I used the NZ Births Deaths & Marriages website and did some web scraping using Selenium and Firefox to scrape data from the tables to store for analysis.
As I’ve mentioned in previous videos I usually have no great success scraping from the front end but I decided that I would persevere with the process.
Two things helped me immensely:
1.from selenium.webdriver.support.wait import WebDriverWait & from selenium.webdriver.support import expected_conditions as EC.
With this method it was able to wait for the next page of the broser to load pro from selenium.webdriver.support import expected_conditions as EC
This allowed me to ensure the loading of the next page fully prior to scraping the page as it worked though multiple pages of the table.
2.Try/Exception which would throw an exception if the try code failed, and this would just allow the script to continue running in the next part of the loop.
I expanded the code to work on a list of names and also broke down the time period to smaller segments so that I’d hope not to reach the maximum matches on a query (500, or 17 pages). Because there may be cases where I do meet that maximum, I created a log file that would record that information so that I could go back and scrape a smaller list to make it happen.
Sample group and framing project
For the actual scope of the project there were issues surrounding the sample of the group, whether to :
- A lot of births are registered but far fewer deaths as many people one presumes, went overseas and passed away outside NZ borders
- Obviously a lot fewer deaths as a lot of the female offspring would ave married and taken their husbands name
- So in sample group whether include females in the siblings, as trying to find when they passed away would require possibly tracking down their married name and then when they passed away.
- With that twist, females do generally live longer than men.

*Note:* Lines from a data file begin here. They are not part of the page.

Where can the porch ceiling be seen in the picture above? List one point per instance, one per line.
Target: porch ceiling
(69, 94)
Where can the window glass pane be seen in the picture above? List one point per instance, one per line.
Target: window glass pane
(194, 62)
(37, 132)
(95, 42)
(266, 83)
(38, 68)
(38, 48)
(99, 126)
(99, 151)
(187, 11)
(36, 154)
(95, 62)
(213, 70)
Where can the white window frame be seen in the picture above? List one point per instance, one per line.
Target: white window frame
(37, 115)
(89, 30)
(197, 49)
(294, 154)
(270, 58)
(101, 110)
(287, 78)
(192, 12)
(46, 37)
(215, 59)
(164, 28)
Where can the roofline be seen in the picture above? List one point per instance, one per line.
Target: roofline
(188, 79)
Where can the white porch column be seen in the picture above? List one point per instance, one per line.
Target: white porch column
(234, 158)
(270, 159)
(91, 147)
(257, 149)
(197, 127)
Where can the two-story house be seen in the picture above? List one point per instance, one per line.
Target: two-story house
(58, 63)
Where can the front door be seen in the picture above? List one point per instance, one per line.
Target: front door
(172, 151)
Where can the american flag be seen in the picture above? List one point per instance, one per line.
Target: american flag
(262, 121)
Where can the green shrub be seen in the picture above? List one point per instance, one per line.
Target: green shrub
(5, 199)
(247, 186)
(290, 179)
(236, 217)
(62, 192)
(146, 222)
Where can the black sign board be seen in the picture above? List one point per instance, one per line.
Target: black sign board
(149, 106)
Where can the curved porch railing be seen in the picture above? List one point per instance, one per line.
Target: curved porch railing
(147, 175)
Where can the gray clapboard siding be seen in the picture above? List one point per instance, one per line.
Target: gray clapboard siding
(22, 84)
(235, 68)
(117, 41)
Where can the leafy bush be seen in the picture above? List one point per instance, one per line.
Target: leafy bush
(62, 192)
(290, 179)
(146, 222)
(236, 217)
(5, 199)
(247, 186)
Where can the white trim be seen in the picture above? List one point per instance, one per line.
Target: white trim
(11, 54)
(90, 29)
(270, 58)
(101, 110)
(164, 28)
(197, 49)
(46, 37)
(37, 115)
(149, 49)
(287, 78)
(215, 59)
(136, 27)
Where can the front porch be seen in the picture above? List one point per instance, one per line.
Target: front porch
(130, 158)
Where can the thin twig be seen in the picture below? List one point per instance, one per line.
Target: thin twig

- Also supposedly we are looking at natural deaths, so what about the World Wars? They would have had an effect on the country’s demographics. One way to reference that is to only look at siblings who were 15 years old in 1945. As they would be too young to enlist and so your sample would start from 1930 onwards.
- Ethnicity is another issue. While scraping most popular names in Districts, there are asian names like Singh and Chow that show up, but when you look historically, these are migrants that have come through in the last few generations so the amount of historic comparison, generationally is skewed.

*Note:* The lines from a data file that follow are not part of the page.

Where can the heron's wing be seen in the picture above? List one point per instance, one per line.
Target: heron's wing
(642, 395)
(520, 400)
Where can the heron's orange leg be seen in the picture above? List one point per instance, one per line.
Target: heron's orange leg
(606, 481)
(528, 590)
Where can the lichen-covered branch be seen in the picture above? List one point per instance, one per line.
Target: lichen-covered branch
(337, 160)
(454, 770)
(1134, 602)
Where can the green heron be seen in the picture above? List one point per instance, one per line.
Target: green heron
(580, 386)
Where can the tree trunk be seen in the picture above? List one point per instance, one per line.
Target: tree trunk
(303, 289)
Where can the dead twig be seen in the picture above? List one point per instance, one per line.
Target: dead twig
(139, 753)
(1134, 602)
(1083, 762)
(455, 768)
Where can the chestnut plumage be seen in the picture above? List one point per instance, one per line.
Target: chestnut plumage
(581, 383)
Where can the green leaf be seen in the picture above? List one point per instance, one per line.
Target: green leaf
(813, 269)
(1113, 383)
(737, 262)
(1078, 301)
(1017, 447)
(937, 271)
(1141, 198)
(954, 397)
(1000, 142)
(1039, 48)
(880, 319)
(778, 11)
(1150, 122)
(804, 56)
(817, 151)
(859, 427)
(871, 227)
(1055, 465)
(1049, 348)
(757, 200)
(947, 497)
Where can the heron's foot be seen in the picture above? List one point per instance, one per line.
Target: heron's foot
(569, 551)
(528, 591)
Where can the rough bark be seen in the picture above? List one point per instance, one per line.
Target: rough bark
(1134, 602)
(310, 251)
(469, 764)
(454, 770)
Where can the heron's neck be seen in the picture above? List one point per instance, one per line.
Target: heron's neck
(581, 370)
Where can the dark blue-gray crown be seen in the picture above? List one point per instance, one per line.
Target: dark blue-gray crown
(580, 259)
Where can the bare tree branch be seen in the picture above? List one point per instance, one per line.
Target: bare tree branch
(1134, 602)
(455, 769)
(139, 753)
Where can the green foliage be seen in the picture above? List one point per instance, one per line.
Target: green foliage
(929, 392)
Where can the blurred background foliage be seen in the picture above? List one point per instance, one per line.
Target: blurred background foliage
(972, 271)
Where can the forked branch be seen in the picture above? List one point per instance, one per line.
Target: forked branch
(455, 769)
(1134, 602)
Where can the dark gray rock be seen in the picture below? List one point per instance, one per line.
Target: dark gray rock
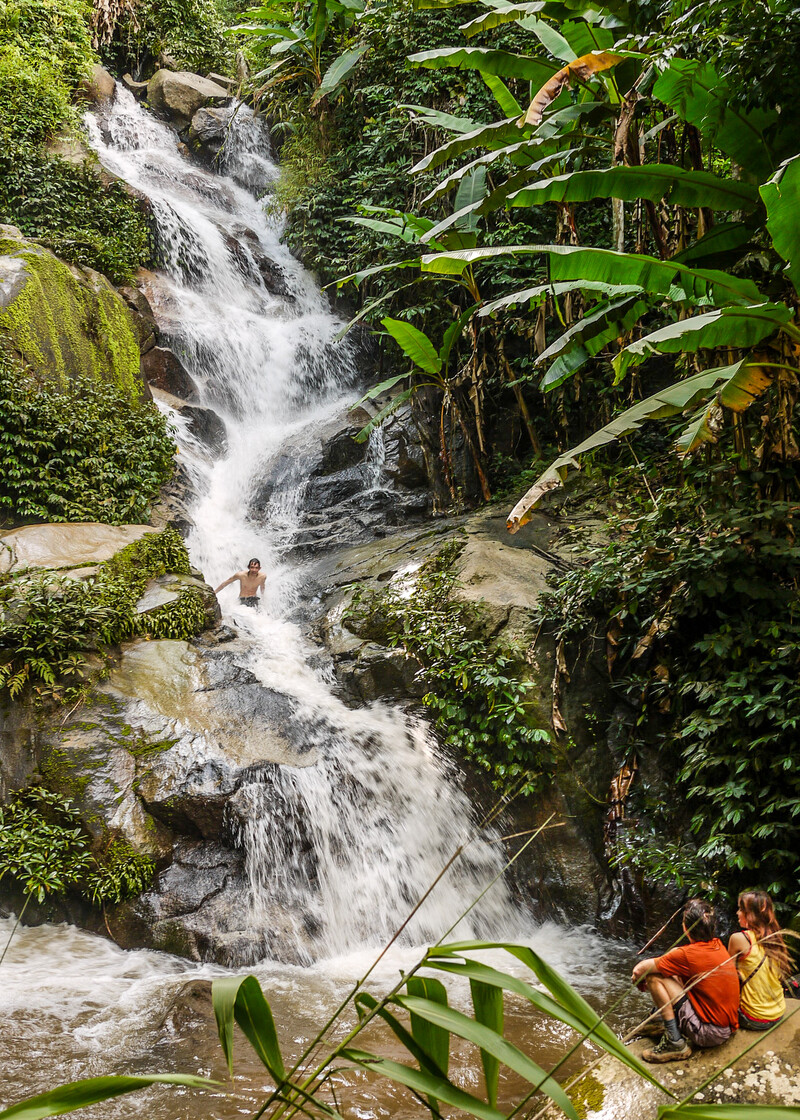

- Maori names are a particular challenge, it was only after a specific date that Maori marriages needed to be registered. Also finding the names to do web scrapes on to have a reasonable body of data to make comparisons.
- & Pacific Island comparisons are also a challenge as, similar to Asians they came into the country reallly in the 70’s to work in the fatories, so there is not a lot of data on families.
- Then there is the number of siblings, whether only 2 brothers , or families with more that 2 brothers, how do you manage those? As a separate exercise and sample to investigate independently?
So all of these things narrow down the group that you can compare. So is the process sound or is it too skewed in the first place.
I think the framing of what is trying to be achieved needs to be specified up front so that it is clear what the comparison and data shows.
I’m still thinking of this at present and will take it up again at a later date to try and get some results, but I feel I need a good frame of reference, or narrow it down to make it very simplistic to begin with and then expand it later.
End comment
After starting on this I got a bit distracted and started to search my own family tree, so wandered off on another project.
Then I got some of my historic Electricity data and focused on that.
So I do need to revisit the project at some time.